While comparing the results of MATLAB and Mathematica for a little experiment the other day, I got bitten by an error, which in hindsight was because I did not pay attention to this part of the help file for MATLAB's sparse():
sparse adds together elements in v that have duplicate subscripts in i and j.
As a demonstration, here's a small MATLAB example:
il = [1 2 2 3];
jl = [1 2 2 3];
vv = [5 1 -1 4];
full(sparse(il, jl, vv))
ans =
5 0 0
0 0 0
0 0 4
The ostensible Mathematica equivalent is
Normal[SparseArray[{{1, 1} -> 5, {2, 2} -> 1, {2, 2} -> -1, {3, 3} -> 4}]]
{{5, 0, 0},
{0, 1, 0},
{0, 0, 4}}
Did you notice the difference? As previously noted, MATLAB adds up entries with the same indices, and you thus get 0 as the middle of the diagonal matrix. Mathematica, OTOH, retains the first one.

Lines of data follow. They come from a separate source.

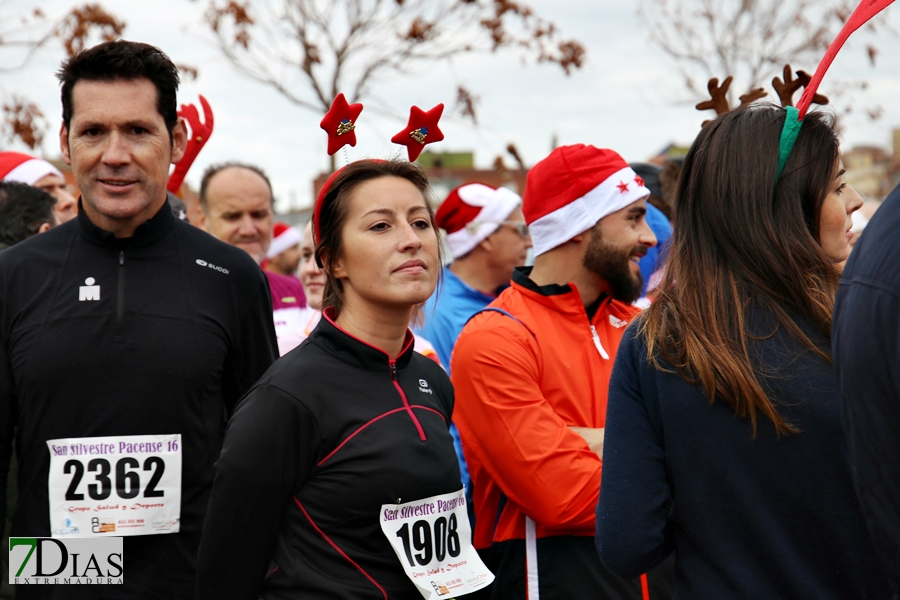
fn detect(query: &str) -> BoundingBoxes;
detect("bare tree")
[638,0,886,112]
[0,4,125,150]
[206,0,585,121]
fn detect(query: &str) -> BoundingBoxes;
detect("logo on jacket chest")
[78,277,100,302]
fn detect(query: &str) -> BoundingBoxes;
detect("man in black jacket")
[0,41,277,600]
[832,187,900,598]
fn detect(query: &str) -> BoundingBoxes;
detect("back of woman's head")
[313,160,440,314]
[643,105,840,433]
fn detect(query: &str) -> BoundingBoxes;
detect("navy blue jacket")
[833,187,900,594]
[596,316,889,600]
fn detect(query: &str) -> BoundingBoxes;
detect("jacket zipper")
[388,360,425,442]
[591,325,609,360]
[116,250,125,327]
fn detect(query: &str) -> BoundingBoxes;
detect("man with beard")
[451,144,667,600]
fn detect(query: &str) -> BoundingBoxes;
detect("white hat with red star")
[522,144,650,256]
[0,152,63,185]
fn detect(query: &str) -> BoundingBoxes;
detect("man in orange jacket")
[451,144,668,600]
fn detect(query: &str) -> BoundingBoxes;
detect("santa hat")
[0,152,64,185]
[434,183,522,258]
[266,221,303,258]
[522,144,650,256]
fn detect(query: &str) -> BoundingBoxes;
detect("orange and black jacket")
[197,310,462,599]
[451,269,641,598]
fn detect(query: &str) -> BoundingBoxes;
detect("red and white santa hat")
[0,152,63,185]
[522,144,650,256]
[434,183,522,259]
[266,221,303,258]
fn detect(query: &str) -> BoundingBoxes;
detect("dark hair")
[313,160,443,314]
[0,181,56,246]
[56,40,179,139]
[641,104,840,436]
[200,161,275,211]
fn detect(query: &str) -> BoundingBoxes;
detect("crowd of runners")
[0,35,900,600]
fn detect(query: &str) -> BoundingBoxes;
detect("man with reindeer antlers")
[0,40,277,600]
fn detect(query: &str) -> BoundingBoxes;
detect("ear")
[322,257,347,279]
[172,117,187,165]
[59,123,72,165]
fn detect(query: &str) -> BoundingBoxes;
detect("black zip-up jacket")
[197,311,462,599]
[0,205,278,600]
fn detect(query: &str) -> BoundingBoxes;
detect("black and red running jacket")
[197,311,462,600]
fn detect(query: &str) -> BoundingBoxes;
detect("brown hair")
[313,160,443,315]
[641,104,840,436]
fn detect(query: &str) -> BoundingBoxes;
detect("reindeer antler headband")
[775,0,894,181]
[312,94,444,244]
[166,96,213,194]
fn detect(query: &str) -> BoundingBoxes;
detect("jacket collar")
[512,267,611,320]
[78,197,176,250]
[309,307,415,371]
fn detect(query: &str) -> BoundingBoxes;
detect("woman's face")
[300,221,325,310]
[819,159,862,262]
[333,177,440,309]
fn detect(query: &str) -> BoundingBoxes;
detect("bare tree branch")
[205,0,585,116]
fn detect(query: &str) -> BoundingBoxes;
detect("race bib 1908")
[47,433,181,538]
[380,488,494,600]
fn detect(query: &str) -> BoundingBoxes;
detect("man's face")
[59,78,186,231]
[205,167,272,264]
[269,242,300,275]
[34,174,78,225]
[584,200,656,303]
[488,208,531,279]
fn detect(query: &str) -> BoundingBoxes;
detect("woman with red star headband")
[198,160,493,599]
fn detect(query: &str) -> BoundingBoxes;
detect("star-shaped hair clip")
[319,94,363,156]
[391,104,444,162]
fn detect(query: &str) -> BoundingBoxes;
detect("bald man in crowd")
[200,162,306,356]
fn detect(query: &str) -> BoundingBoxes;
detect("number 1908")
[397,514,460,567]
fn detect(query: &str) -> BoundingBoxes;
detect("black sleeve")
[197,385,319,600]
[0,274,18,532]
[832,281,900,592]
[224,271,278,415]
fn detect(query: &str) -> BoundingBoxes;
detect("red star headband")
[775,0,894,181]
[319,94,444,162]
[166,96,213,194]
[312,94,444,250]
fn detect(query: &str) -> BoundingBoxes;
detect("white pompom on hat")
[0,152,64,185]
[434,183,522,259]
[522,144,650,256]
[266,221,303,258]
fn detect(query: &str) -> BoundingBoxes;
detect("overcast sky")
[0,0,900,210]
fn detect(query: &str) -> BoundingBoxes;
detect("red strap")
[797,0,894,121]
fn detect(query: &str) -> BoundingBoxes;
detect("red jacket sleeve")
[451,315,601,528]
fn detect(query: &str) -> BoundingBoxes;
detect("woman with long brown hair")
[597,105,889,599]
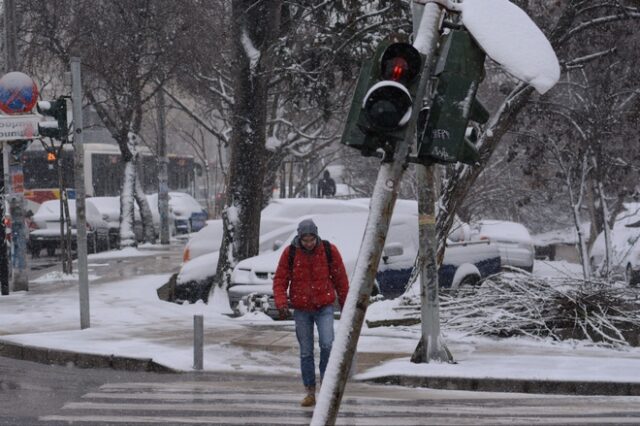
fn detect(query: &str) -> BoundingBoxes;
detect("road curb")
[0,340,177,373]
[364,375,640,396]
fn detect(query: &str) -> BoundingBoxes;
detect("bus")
[21,143,199,204]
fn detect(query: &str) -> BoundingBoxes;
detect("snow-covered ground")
[0,249,640,388]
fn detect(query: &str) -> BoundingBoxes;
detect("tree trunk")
[216,0,281,289]
[120,158,136,248]
[133,173,160,244]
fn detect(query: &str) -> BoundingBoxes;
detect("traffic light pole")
[71,57,90,329]
[311,3,441,425]
[411,164,453,363]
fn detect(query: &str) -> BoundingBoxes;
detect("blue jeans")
[293,305,333,386]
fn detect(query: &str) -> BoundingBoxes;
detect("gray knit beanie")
[298,219,318,237]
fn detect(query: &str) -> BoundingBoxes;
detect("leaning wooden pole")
[311,3,441,425]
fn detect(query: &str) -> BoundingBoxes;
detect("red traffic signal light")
[380,43,422,86]
[362,43,422,132]
[342,36,424,160]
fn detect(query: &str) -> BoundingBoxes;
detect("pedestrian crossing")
[39,378,640,426]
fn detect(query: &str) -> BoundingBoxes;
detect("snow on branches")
[368,272,640,347]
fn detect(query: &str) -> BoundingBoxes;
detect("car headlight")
[231,268,251,284]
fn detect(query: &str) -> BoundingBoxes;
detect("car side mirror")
[382,243,404,263]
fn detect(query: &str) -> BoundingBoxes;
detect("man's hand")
[278,308,289,320]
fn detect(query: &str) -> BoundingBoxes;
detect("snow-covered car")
[182,198,369,263]
[589,203,640,286]
[229,213,500,315]
[91,195,175,247]
[147,192,208,234]
[29,199,109,257]
[175,198,376,302]
[470,220,535,272]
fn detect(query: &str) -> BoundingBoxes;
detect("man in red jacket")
[273,219,349,407]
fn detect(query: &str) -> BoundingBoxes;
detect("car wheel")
[458,275,480,288]
[624,264,640,287]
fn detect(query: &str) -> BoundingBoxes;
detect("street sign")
[0,71,38,114]
[0,115,40,141]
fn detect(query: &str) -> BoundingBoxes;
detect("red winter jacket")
[273,239,349,311]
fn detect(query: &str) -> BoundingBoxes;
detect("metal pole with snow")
[311,4,442,425]
[71,57,90,329]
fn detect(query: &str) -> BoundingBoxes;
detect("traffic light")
[47,151,58,164]
[37,96,69,141]
[342,36,424,158]
[418,29,489,164]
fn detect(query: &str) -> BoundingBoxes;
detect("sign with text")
[0,115,40,141]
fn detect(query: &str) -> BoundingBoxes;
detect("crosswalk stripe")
[40,412,638,426]
[63,398,638,416]
[40,379,640,426]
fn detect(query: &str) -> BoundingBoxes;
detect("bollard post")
[193,315,204,370]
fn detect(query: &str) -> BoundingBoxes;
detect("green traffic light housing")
[342,39,424,159]
[36,96,69,140]
[418,29,489,164]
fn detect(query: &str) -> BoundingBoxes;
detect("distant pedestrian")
[273,219,349,407]
[318,170,336,198]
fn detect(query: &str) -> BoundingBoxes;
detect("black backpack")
[289,240,333,278]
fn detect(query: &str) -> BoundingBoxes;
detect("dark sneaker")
[300,393,316,407]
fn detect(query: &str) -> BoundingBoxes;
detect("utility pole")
[71,57,90,330]
[311,3,442,425]
[0,0,29,294]
[156,89,170,245]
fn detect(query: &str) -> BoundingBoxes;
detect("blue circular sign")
[0,71,38,114]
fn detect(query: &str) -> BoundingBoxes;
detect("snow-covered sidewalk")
[0,253,640,396]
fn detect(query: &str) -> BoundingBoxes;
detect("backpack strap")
[289,240,333,279]
[289,244,296,275]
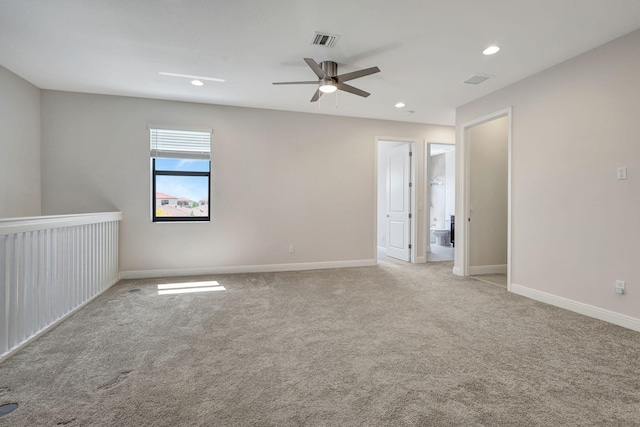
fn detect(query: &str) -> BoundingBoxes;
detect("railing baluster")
[0,212,122,359]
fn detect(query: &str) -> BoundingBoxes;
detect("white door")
[387,144,411,261]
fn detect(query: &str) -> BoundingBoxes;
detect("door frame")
[453,107,513,291]
[423,139,458,258]
[373,136,418,264]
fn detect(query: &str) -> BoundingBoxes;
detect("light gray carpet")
[0,260,640,426]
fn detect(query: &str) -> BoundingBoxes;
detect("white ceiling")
[0,0,640,125]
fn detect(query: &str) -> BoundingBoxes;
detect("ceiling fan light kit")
[273,58,380,102]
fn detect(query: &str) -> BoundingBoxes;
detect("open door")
[387,144,411,261]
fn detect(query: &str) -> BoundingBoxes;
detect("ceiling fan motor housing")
[320,61,338,77]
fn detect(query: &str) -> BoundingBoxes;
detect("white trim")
[454,107,513,285]
[120,259,378,279]
[0,212,122,236]
[509,283,640,332]
[469,264,507,276]
[0,278,120,363]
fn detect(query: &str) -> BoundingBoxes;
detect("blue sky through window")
[156,158,209,202]
[156,157,209,172]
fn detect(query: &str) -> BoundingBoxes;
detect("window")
[149,128,211,222]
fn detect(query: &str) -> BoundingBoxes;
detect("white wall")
[456,31,640,319]
[42,91,454,272]
[468,117,509,267]
[0,66,40,218]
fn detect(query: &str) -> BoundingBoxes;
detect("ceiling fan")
[273,58,380,102]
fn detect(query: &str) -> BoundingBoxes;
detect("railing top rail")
[0,212,122,236]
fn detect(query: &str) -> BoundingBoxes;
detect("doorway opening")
[376,139,416,262]
[454,108,511,289]
[425,142,456,262]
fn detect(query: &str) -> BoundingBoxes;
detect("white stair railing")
[0,212,122,360]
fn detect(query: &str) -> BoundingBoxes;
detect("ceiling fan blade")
[273,80,318,85]
[310,89,322,102]
[304,58,329,79]
[334,67,380,83]
[338,83,371,98]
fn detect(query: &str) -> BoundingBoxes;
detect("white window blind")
[149,128,211,160]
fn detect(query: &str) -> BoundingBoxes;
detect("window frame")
[151,156,211,222]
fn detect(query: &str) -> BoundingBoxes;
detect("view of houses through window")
[153,158,210,220]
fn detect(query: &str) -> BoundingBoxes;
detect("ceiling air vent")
[463,74,493,85]
[311,31,340,47]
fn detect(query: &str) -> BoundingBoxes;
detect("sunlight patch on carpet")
[158,280,226,295]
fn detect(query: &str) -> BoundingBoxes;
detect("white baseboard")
[509,283,640,332]
[469,264,507,276]
[120,259,378,279]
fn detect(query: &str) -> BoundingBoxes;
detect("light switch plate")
[618,166,627,179]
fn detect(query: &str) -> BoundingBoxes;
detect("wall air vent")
[463,74,493,85]
[311,31,340,47]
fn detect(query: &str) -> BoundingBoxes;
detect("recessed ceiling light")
[482,46,500,55]
[158,71,224,83]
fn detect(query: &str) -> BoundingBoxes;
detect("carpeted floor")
[0,260,640,426]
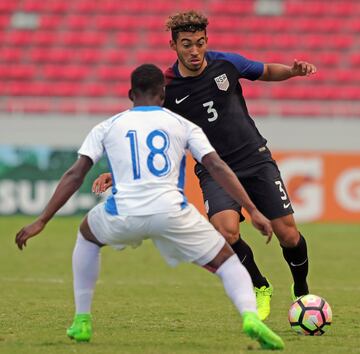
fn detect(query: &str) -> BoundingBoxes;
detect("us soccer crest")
[214,74,230,91]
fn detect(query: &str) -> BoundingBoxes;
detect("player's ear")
[128,89,134,102]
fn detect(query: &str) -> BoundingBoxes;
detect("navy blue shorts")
[195,146,294,220]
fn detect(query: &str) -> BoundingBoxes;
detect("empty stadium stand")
[0,0,360,117]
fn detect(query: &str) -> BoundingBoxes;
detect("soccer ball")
[289,294,332,336]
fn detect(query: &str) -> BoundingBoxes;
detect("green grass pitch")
[0,216,360,354]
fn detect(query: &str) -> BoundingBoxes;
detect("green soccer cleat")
[254,283,274,321]
[290,284,298,302]
[66,313,92,342]
[243,312,285,350]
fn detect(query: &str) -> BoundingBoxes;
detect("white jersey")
[78,106,214,215]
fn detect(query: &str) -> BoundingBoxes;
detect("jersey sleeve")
[207,51,264,81]
[78,121,110,164]
[186,120,215,162]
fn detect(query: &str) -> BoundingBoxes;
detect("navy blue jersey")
[164,51,266,166]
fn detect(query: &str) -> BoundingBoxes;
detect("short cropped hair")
[165,10,209,41]
[131,64,165,95]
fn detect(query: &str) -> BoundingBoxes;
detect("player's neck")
[133,97,162,107]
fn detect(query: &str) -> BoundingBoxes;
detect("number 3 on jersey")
[126,130,170,179]
[203,101,219,122]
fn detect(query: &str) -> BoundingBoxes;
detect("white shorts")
[88,203,225,266]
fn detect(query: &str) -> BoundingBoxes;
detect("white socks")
[215,254,257,314]
[72,231,100,314]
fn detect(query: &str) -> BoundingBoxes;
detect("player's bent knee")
[203,243,235,273]
[216,227,239,245]
[80,216,105,247]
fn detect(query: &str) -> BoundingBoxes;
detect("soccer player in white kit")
[16,64,284,349]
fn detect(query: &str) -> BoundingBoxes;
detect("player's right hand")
[92,173,112,195]
[250,209,273,243]
[15,219,46,250]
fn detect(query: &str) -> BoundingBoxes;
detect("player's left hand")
[15,219,45,250]
[92,173,112,195]
[291,59,317,76]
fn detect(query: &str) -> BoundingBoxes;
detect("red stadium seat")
[0,0,360,116]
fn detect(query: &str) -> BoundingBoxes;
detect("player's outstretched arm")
[259,59,317,81]
[15,155,93,250]
[201,152,273,243]
[92,172,112,195]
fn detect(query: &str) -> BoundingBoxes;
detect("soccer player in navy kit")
[164,11,316,319]
[15,64,284,350]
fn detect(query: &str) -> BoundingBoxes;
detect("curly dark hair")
[165,10,209,41]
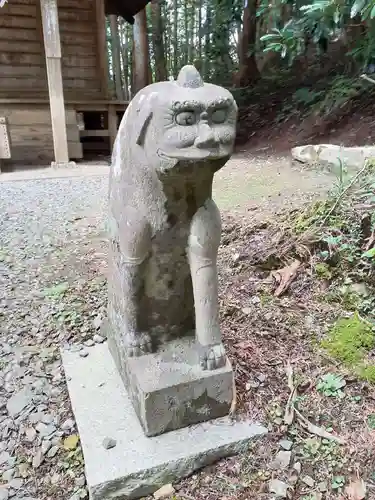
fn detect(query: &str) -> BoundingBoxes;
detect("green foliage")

In fact, this behavior is controlled by the internal setting "TreatRepeatedEntries":
SystemOptions["SparseArrayOptions" -> "TreatRepeatedEntries"]
{"SparseArrayOptions" -> {"TreatRepeatedEntries" -> First}}
(See e.g. this thread and this thread, among others.)
To get behavior similar to MATLAB, we need to modify this setting. If you are wary of modifying internal settings like these, the device of this answer can be used to localize this effect:
With[{spopt = SystemOptions["SparseArrayOptions"]},
Internal`WithLocalSettings[
SetSystemOptions["SparseArrayOptions" -> {"TreatRepeatedEntries" -> Total}],
Normal[SparseArray[{{1, 1} -> 5, {2, 2} -> 1, {2, 2} -> -1, {3, 3} -> 4}]],
SetSystemOptions[spopt]]]
{{5, 0, 0},
{0, 0, 0},
{0, 0, 4}}
and we now get the same result as MATLAB.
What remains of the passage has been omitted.